De acuerdo con la Constitución, servidores públicos como los congresistas son responsables por acción, omisión o extralimitación en el ejercicio de sus funciones (Art. 6 de la Carta). Esa es la matriz constitucional que permite identificar la ocurrencia de un prevaricato, es decir, cuando alguna autoridad pública hace algo que no es de su competencia o va más allá de ella.

Obliga tanto el viejo acuerdo de Cartagena como el del Bogotá, en la introducción de principios (página 4) a que la “refrendación se decide por las partes y habrá de hacerse como las normas pertinentes o sentencias lo indiquen”.

De manera que hacer una refrendación por vía de una proposición espuria, sin las “normas pertinentes” o sentencias que indiquen, es comenzarlo todo violando el propio acuerdo.

Fácilmente, pues, el nuevo acuerdo se quedará sin refrendación y sin concitar la voluntad popular para, supuestamente, entrar en la llamada implementación. Pero ella no es posible, según el mismo acuerdo, si no hay refrendación. Y como en efecto no la hay, por estar incurso este inédito mecanismo en objeto ilícito, pues la implementación tampoco es susceptible de desarrollarse de este modo.

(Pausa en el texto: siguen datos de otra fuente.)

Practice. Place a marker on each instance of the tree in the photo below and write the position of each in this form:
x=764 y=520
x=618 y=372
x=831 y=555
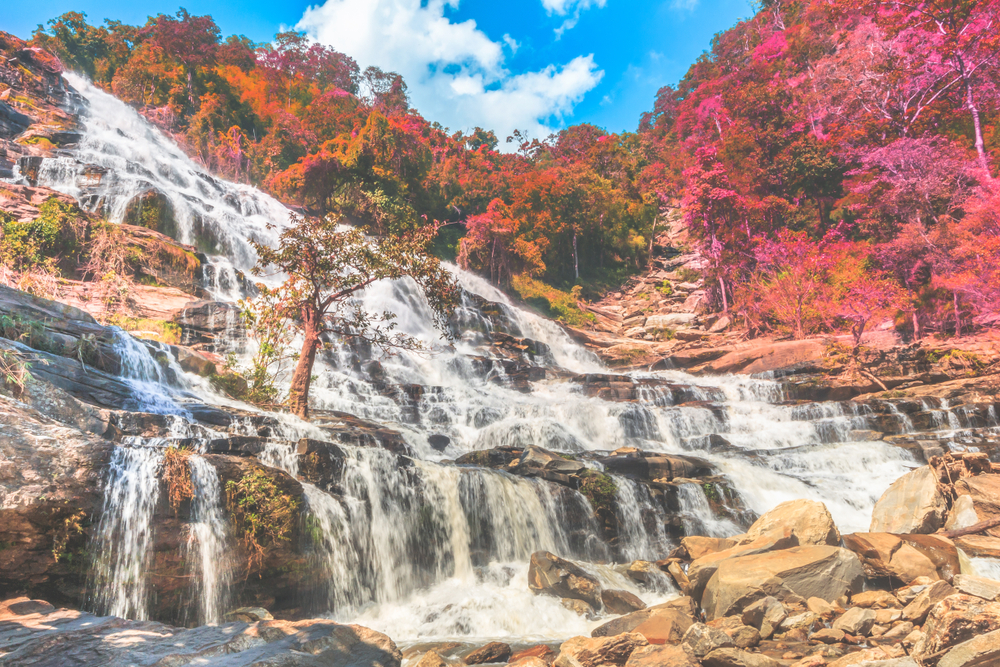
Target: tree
x=327 y=269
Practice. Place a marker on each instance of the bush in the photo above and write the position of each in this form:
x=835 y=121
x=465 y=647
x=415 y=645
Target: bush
x=551 y=301
x=262 y=514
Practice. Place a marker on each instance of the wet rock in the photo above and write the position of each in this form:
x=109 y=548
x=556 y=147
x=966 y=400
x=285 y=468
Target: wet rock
x=917 y=610
x=550 y=575
x=904 y=557
x=703 y=639
x=800 y=572
x=913 y=504
x=63 y=637
x=679 y=612
x=856 y=621
x=249 y=615
x=765 y=615
x=621 y=602
x=981 y=651
x=663 y=656
x=970 y=584
x=492 y=652
x=809 y=520
x=734 y=657
x=599 y=652
x=958 y=618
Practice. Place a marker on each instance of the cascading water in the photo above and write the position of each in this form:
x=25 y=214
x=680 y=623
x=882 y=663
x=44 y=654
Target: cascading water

Los servidores públicos, como se dijo, no pueden hacer sino lo que les está permitido. Cuando hacen lo contrario, infringen la Constitución y la ley.

Una cosa, por ejemplo es que el Presidente pueda pedir una autorización a través de proposición del Senado para convocar el plebiscito, como en efecto ordena la Constitución, y otra inventarse un procedimiento para romper las vértebras constitucionales, en algo que no es de competencia del Congreso.

Así las cosas, Santos recibirá el Premio Nobel de Paz, el que se concibió y entendió la Academia como un llamado a la unidad de Colombia, con un país re-polarizado como consecuencia de la renegociación del acuerdo de paz con las Farc sin el consenso político que se buscó tras los resultados del plebiscito. Un consenso que se diluyó por la forma en que el Gobierno selló el nuevo pacto a espaldas de los del No y saltándose, luego, la refrendación popular que el Presidente siempre reiteró que sería una instancia obligatoria e inesquivable.